Turkey blames Egypt for halting normalization process over Libya energy deal
The reason for the slow pace of reconciliation talks with Egypt is not Turkey, Turkish Foreign Minister Mevlut Cavusoglu said, blaming the North African country for halting the process over Libya energy deal.
“We are sincere in normalizing relations, but it takes two to tango,” he told reporters in capital Ankara on Wednesday, Karar newspaper reported.
Egyptian Foreign Minister Sameh Shukry on Saturday said Cairo halted dialogue with Ankara because Turkey did not change its policies over Libya. The talks that began last year have “stopped after two rounds, because there was no change in Turkey’s practices in Libya,” Shukry said in an interview with Al-Arabiya, The Libya Update news website said.
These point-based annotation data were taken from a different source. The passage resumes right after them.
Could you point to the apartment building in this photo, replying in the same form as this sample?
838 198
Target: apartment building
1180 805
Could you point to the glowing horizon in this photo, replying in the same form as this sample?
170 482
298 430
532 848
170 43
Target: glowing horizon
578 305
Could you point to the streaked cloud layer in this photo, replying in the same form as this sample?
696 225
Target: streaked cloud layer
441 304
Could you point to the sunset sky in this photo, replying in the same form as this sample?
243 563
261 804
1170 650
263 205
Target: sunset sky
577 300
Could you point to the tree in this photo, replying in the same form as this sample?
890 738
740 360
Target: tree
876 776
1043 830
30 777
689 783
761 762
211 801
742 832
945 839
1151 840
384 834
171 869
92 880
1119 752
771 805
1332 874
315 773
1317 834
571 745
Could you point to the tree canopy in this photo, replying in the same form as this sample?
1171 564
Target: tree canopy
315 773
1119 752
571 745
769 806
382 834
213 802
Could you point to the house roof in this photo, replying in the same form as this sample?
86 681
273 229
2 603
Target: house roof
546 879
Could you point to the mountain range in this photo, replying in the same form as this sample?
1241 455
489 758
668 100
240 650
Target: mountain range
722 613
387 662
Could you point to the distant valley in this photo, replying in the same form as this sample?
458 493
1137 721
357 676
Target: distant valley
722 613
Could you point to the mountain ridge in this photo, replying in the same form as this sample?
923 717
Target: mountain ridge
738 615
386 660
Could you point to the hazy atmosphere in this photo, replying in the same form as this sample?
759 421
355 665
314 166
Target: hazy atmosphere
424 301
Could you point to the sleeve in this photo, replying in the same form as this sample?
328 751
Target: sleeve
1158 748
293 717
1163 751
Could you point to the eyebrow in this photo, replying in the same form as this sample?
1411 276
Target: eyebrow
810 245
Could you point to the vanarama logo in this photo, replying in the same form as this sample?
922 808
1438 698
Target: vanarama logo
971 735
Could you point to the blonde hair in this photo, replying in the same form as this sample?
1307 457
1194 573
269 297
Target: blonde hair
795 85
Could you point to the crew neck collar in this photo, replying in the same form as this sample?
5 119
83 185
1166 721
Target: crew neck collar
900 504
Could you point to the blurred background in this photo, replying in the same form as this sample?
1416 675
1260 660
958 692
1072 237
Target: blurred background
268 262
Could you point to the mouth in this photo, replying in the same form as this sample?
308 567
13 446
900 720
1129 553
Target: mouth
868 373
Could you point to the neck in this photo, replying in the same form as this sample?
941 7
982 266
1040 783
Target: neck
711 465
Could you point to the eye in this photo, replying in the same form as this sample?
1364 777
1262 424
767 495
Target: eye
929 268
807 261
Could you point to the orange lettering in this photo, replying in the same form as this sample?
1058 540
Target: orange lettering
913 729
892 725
Last month, Turkey and Libya’s Tripoli government led by Abdul Hamid Dbeibah signed a series of preliminary economic agreements that included potential energy exploration in the Eastern Mediterranean, a move that immediately slammed by Egypt and Greece whom are also collaborating on gas exploration in the region. The agreement followed a 2019 maritime demarcation accord that Turkey and Tripoli-based GNA government (Government of National Accord) signed to establish an exclusive economic zone (EEZ), creating a sea corridor between the two countries which cuts through a zone claimed by Athens and Cairo.
The hydrocarbon deal signed by Turkey and Libya was also in Egypt’s interest, Cavusoglu said.
“Without Turkey, Libya would be like Syria today. There would be no city called Tripoli. Our existence is actually the guarantee of peace and stability,” he said.
Libya which is embroiled in a chaos following a 2011 uprising that ended the 42-year rule of Muammar Gaddafi, is one of the main disputed issues between Turkey and Egypt. Since the NATO-backed outbreak, Libya has run by two rival administrations, one based in the capital Tripoli and the other in Tobruk.
Turkey supports the government in Tripoli, while Egypt backs the eastern forces led by General Khalifa Haftar.
The relations between Ankara and Cairo were deeply fractured after Egyptian President Abdel Fattah el-Sisi came to power in a 2013 military coup and started a crackdown on the Muslim Brotherhood, a group that Turkish President Recep Tayyip Erdogan has forged closed ties. Turkey frequently denounced Sisi as a dictator and became a safe haven for the exiled Brotherhood members who were designated as “terrorists” by the Cairo administration. Both countries that withdrew their respective ambassadors in 2013, last year resumed diplomatic contacts, holding two rounds of exploratory talks.